NOTE 8. INITIAL BUSINESS COMBINATION

 Initial business combination

 

On August 3, 2022, INFINT entered into the Business Combination Agreement with Merger Sub and Seamless. The Business Combination Agreement was unanimously approved by INFINT’s board of directors. If the Business Combination Agreement is approved by INFINT’s shareholders (and the other closing conditions are satisfied or waived in accordance with the Business Combination Agreement), and the transactions contemplated by the Business Combination Agreement are consummated, Merger Sub will merge with and into Seamless, with Seamless surviving the Merger as a wholly owned subsidiary of INFINT. The Business Combination Agreement was amended on October 20, 2022, November 29, 2022 and February 20, 2023.

 

Merger Consideration

 

Under the Business Combination Agreement, Seamless Shareholders are expected to receive Seamless Value in aggregate consideration in the form of New INFINT Ordinary Shares, equal to the quotient obtained by dividing (i) the Seamless Value by (ii) $10.00.

 

 

INFINT ACQUISITION CORPORATION

NOTES TO FINANCIAL STATEMENTS

 

At the effective time, by virtue of the Merger:

 

all shares of Seamless issued and outstanding immediately prior to the effective time will be cancelled and converted into the right to receive, in accordance with the terms of the Business Combination Agreement and the Payment Spreadsheet, the number of New INFINT Ordinary Shares set forth in the Payment Spreadsheet;
   
Seamless options that are outstanding immediately prior to the effective time, whether vested or unvested, will be converted into the Exchanged Options in accordance with the terms of the Company Equity Plan, the Business Combination Agreement and the Payment Spreadsheet.
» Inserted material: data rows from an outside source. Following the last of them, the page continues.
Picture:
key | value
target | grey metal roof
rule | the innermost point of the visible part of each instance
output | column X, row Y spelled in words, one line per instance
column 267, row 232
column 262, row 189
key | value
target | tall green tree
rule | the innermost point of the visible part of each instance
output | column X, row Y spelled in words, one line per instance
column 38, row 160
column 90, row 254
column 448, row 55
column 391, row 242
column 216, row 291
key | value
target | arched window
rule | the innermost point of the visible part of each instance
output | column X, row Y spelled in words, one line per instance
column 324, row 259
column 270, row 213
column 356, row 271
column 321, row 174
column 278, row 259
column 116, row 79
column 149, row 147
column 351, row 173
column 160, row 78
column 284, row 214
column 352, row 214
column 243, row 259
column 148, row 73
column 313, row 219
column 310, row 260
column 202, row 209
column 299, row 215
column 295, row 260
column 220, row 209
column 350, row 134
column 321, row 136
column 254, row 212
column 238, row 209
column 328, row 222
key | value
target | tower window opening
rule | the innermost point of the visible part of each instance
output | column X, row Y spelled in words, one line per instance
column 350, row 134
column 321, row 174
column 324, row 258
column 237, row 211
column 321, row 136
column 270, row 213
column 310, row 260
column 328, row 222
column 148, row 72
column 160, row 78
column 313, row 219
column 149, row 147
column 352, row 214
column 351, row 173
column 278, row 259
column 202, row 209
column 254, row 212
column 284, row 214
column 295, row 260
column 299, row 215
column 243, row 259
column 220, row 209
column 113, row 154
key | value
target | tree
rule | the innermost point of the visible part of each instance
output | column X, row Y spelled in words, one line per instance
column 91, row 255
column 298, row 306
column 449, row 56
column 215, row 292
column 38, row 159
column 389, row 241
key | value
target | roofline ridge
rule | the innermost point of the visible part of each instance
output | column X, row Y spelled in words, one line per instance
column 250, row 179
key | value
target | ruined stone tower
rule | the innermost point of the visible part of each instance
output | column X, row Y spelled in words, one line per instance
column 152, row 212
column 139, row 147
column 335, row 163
Following the effective time, the Exchanged Options will continue to be governed by the same terms and conditions (including vesting and exercisability terms) as were applicable to the corresponding former Seamless option(s) immediately prior to the effective time.
   
the RSUs that are outstanding immediately prior to the effective time will be converted into the Exchanged RSUs in accordance with the terms of the Company Equity Plan, the Business Combination Agreement and the Payment Spreadsheet. Following the effective time, the Exchanged RSUs will continue to be governed by the same terms and conditions (including vesting and exercisability terms) as were applicable to the corresponding former Seamless RSUs immediately prior to the effective time.

 

Proxy Statement/Prospectus and INFINT Shareholder Meeting

 

INFINT and Seamless filed with the SEC a Registration Statement on Form S-4 on September 30, 2022, as amended on December 1, 2022, February 13, 2023, April 18, 2023, June 9, 2023, August 11, 2023, December 7, 2023, and April 22, 2024, which included a proxy statement/prospectus that will be used as a proxy statement to be used in connection with the special meeting of the INFINT shareholders to be held to consider approval and adoption of (i) the Business Combination Agreement and the transactions contemplated therein, (ii) the issuance of New INFINT Ordinary Shares as contemplated by the Business Combination Agreement, (iii) the INFINT Amended and Restated Memorandum and Articles and (iv) any other proposals the parties deem necessary or desirable to effectuate the transactions contemplated by the Business Combination Agreement.